HIV and HCV prevalence were alarmingly high among reportedly non-injecting sex partners of PWID in Kazakhstan and Kyrgyzstan. The high prevalence of HCV suggests possible underreporting of previous or current injection drug use, especially among women, likely due to fear of stigma and the need to provide socially desirable responses to questions regarding route of HIV acquisition. The study is unable to determine the magnitude of the effect of underreporting of injecting behaviors on the number of HIV-positive individuals who report sexual transmission as their risk factor for HIV acquisition. More accurate data on risk behavior for HIV acquisition will require training of surveillance officers in how to gain the confidence of the respondents, assuring them confidentiality of all reported information and the inclusion of HCVAb testing among individuals identified with HIV infection.

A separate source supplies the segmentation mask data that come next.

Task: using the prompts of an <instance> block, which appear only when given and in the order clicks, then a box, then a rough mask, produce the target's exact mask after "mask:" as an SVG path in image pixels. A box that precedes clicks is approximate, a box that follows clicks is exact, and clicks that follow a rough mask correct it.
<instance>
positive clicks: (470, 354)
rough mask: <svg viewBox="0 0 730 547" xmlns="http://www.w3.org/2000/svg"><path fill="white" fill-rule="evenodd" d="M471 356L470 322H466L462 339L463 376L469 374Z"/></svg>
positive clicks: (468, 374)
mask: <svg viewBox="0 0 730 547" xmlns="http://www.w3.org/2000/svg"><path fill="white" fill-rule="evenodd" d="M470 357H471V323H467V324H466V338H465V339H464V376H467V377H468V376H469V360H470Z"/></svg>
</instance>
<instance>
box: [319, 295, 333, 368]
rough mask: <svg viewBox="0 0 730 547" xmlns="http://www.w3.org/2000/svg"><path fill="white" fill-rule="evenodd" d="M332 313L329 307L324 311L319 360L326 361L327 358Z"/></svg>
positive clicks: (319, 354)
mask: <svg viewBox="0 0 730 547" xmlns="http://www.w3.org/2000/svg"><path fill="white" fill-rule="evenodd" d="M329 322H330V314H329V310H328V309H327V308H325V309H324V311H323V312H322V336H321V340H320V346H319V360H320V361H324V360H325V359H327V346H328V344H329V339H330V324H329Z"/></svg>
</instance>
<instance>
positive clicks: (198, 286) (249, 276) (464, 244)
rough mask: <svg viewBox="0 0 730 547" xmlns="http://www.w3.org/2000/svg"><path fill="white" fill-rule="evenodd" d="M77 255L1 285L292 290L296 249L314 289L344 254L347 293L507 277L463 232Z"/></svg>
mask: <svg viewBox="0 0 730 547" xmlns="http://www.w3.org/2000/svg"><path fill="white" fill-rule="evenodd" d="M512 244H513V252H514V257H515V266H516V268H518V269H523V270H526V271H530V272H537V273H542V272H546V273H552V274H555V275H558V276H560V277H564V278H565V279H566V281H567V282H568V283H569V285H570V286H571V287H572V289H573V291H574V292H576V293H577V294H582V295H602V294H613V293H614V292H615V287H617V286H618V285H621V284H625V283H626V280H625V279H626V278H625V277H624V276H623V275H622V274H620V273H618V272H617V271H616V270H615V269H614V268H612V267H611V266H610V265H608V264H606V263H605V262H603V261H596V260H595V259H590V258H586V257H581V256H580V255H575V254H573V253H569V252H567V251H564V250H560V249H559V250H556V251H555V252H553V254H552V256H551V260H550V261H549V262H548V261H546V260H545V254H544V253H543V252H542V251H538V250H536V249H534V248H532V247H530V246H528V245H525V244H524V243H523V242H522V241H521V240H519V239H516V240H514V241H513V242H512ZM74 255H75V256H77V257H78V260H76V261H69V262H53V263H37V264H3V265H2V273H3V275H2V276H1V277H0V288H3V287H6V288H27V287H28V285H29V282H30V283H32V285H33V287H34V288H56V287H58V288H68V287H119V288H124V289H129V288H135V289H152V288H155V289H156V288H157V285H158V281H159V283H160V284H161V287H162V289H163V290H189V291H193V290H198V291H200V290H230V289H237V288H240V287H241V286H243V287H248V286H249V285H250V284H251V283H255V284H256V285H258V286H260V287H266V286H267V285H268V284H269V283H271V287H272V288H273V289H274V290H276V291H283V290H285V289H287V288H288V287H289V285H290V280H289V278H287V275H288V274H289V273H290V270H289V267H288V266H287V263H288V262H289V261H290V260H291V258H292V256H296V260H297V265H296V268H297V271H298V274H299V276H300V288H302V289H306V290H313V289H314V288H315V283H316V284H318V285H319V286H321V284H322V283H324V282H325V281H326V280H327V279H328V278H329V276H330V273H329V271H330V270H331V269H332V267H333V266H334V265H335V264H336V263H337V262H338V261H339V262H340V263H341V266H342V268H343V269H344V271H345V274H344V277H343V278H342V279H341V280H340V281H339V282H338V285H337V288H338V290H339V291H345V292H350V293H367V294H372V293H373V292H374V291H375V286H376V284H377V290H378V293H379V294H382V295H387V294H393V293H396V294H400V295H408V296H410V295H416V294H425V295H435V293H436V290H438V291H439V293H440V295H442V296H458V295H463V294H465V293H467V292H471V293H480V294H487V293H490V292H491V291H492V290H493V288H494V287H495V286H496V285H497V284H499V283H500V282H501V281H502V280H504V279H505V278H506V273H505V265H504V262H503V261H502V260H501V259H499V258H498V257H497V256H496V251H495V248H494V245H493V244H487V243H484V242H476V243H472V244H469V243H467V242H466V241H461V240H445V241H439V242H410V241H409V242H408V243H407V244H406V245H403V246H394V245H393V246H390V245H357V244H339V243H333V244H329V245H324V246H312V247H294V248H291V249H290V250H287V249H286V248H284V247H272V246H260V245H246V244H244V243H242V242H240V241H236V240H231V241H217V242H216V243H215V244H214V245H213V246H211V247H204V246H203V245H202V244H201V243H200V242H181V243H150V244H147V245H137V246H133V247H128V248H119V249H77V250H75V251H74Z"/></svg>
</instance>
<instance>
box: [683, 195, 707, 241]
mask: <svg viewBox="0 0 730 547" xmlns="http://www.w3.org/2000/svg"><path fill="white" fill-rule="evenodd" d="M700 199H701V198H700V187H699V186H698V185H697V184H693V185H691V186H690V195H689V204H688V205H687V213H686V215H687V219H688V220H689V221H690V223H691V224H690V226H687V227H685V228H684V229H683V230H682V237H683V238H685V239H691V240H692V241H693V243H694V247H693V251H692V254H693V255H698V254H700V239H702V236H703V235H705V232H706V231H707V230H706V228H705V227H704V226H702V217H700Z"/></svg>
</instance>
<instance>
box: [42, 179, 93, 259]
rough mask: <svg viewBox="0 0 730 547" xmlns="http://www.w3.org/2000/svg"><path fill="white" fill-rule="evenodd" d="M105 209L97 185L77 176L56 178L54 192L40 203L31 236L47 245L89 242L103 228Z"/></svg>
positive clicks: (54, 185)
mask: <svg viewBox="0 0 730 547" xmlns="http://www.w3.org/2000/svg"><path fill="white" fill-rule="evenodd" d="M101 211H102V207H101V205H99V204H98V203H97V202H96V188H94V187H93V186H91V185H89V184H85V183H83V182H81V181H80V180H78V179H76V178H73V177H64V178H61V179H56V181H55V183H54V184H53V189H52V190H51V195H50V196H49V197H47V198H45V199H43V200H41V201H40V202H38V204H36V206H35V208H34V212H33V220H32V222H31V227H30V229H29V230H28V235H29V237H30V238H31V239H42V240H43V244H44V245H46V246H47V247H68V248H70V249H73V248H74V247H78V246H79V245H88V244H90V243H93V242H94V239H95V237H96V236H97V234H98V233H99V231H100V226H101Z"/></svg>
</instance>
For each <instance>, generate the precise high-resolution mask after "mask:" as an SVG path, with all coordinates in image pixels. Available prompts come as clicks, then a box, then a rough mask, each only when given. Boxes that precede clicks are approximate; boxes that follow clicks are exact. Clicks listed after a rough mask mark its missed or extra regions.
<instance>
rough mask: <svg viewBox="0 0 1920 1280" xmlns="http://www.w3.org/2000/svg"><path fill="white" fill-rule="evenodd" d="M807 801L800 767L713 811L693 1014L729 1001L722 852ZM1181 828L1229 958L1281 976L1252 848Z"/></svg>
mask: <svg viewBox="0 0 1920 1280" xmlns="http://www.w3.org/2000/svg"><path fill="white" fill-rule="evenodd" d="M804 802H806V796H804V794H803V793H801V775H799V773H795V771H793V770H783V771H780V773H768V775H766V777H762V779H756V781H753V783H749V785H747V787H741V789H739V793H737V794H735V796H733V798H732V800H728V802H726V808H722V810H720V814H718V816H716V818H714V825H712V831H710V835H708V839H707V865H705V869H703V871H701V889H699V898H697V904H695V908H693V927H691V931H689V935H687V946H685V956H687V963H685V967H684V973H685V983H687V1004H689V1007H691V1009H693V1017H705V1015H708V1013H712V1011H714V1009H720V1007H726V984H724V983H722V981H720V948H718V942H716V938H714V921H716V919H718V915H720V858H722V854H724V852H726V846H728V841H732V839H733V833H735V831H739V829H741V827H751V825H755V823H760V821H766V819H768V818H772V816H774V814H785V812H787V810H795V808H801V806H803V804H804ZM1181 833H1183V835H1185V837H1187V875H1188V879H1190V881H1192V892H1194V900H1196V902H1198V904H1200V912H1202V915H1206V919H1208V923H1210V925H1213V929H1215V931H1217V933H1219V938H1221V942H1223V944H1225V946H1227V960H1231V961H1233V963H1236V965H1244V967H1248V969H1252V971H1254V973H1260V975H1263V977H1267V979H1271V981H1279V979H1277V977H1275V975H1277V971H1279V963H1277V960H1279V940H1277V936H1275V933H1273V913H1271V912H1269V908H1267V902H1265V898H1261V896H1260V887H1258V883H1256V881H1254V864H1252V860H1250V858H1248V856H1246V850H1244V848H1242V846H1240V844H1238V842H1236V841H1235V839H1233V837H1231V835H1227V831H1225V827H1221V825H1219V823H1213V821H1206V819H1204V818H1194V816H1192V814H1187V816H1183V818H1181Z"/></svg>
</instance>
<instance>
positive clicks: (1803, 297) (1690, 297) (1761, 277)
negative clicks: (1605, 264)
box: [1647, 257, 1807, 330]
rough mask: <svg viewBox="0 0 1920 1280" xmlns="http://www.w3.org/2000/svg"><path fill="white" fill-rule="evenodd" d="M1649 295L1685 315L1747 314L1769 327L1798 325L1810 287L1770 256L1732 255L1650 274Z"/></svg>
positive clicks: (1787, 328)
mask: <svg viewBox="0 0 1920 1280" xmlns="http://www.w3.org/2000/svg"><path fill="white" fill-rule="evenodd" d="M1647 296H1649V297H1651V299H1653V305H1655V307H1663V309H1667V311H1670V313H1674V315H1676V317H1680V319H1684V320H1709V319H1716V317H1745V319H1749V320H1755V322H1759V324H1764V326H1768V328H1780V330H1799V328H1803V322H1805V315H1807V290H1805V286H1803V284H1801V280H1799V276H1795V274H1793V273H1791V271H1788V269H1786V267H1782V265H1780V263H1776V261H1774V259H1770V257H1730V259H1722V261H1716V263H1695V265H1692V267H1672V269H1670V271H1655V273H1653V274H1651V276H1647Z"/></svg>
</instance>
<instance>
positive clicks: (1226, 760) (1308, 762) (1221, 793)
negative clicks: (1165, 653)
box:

Programs for the prevention of HIV are urgently needed for PWID and their sex partners. Such programs should address both safer injecting drug use and safer sex behaviors in both groups. Establishing and scale-up of accessible programs for HIV testing and counseling, including rapid HIV testing, linkage of those found to be HIV-positive to care with prompt initiation of antiretroviral therapy are urgently needed, especially among those in discordant partnerships, with focus on achieving and maintaining viral suppression. In addition, scale-up of harm reduction programs including opioid agonist therapy is critical to reduce HIV transmission and improve engagement and adherence with HIV prevention and treatment which is of paramount importance to control the HIV epidemic in this region of the world.